If you think that the vote doesn’t matter and all politicians are the same, get off your duff and educate yourself.

I applaud Mark Billesberger and Dianne Varga for their letters about the creeping destruction of Canada’s central institutions and traditions under the autocratic reign of Stephen Harper – assisted by a compliant caucus.

From environmental regulations to scientific research, facilities and libraries to our Supreme Court, to Parliament itself, Harper’s contempt for  Canada and our democratic system is very clear.

Perhaps you feel such alarm is exaggerated; if so, read even part of Michael Harris’s recent book Party of One (in library). As opposed to Bill C-51, the danger we need protection from is home-grown,  residing in the Prime Minister’s Office.

Party of One is very readable, but horrifying in the chapter by chapter documentation of key attacks Harper’s government has made on our institutions and anyone who dares to disagree with the Harper agenda or who simply is no longer useful to him.

This is a PM who was cited for contempt of Parliament; who has changed his story on so many issues so often that a spinning top has nothing on him; who has said when he was still in the Reform Party that he wants to get rid of Medicare, the RCMP and the CBC; and who lauded veterans’ sacrifices for Canada in one speech then dismissed in another speech any responsibility of the government for those veterans’ future care.

As Preston Manning said to Michael Harris, it has been his experience that “Stephen doesn’t think words mean much.”  He appears to care even less about factual truth, a strange stance for a supposedly devout Christian.

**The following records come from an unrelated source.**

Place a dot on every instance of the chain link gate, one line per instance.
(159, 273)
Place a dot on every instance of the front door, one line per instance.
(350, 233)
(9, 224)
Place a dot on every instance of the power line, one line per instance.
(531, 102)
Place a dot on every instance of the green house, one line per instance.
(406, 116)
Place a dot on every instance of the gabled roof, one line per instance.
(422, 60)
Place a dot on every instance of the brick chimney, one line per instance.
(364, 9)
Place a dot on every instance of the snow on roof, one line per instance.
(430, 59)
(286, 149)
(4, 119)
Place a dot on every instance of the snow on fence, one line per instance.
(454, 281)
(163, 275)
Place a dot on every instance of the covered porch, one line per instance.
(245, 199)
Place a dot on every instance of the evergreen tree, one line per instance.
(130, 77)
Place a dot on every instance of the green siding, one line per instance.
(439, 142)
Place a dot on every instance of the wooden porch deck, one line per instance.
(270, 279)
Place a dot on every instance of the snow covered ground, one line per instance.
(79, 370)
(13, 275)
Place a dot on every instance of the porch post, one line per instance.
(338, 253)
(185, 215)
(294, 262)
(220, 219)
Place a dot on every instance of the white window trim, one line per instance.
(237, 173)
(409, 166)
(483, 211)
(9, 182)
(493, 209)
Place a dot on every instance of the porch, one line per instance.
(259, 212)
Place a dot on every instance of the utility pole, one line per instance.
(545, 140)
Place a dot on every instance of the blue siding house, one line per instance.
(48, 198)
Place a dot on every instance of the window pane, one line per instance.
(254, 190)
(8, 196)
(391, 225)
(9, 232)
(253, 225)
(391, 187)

The opening chapter on Harper’s rise to power is particularly damning.  In 1997, he gave a (supposedly secret) speech to an extreme Republican organization, the Council on National Policy. The description he gives of the Canadian parliamentary system,  institutions and other parties is contemptuous in the extreme. He also said that the party in power has absolute control over bills passed and policies adopted.

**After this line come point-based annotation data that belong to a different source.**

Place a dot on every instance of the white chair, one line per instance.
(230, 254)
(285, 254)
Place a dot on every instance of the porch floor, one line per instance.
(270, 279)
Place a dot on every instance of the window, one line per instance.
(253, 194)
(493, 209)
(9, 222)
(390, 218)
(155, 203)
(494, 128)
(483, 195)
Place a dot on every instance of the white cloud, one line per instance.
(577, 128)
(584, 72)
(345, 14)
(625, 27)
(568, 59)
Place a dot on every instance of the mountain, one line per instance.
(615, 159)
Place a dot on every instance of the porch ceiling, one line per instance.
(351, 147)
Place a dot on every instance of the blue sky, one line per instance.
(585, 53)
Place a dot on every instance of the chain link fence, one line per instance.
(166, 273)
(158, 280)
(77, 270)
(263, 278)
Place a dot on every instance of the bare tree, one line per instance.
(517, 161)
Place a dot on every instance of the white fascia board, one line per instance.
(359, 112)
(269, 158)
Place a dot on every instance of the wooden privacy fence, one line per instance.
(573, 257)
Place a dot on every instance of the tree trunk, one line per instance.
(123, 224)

These pages (29-33) were, to me, a clear explanation of Harper’s agenda for the past eight years: eg. the muzzling of his own ministers; truncated  discussion of bills in the house and refusal to amend even with massive country-wide opposition; huge and piecemeal omnibus; and refusal to meet with the provincial premiers, much less the media.

As former PMs, career civil servants and current MPs have said, Harper is well on his way to destroying Canada as a parliamentary democracy with an  opposition whose role is taken seriously.

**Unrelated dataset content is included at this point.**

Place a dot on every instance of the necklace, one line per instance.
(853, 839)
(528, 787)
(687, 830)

If you think that the vote doesn’t matter and all politicians are the same, get off your duff and educate yourself about Canada under Harper’s control (literally).

Otherwise, you may well wake up one morning to find you no longer recognize your country and that most of the institutions that make us, in John Ralston Saul’s words, “a fair country” are gone such as Medicare, a public, non-corporate broadcaster (CBC), support for the vulnerable including injured veterans and regulations against mass destruction of our essential natural environment.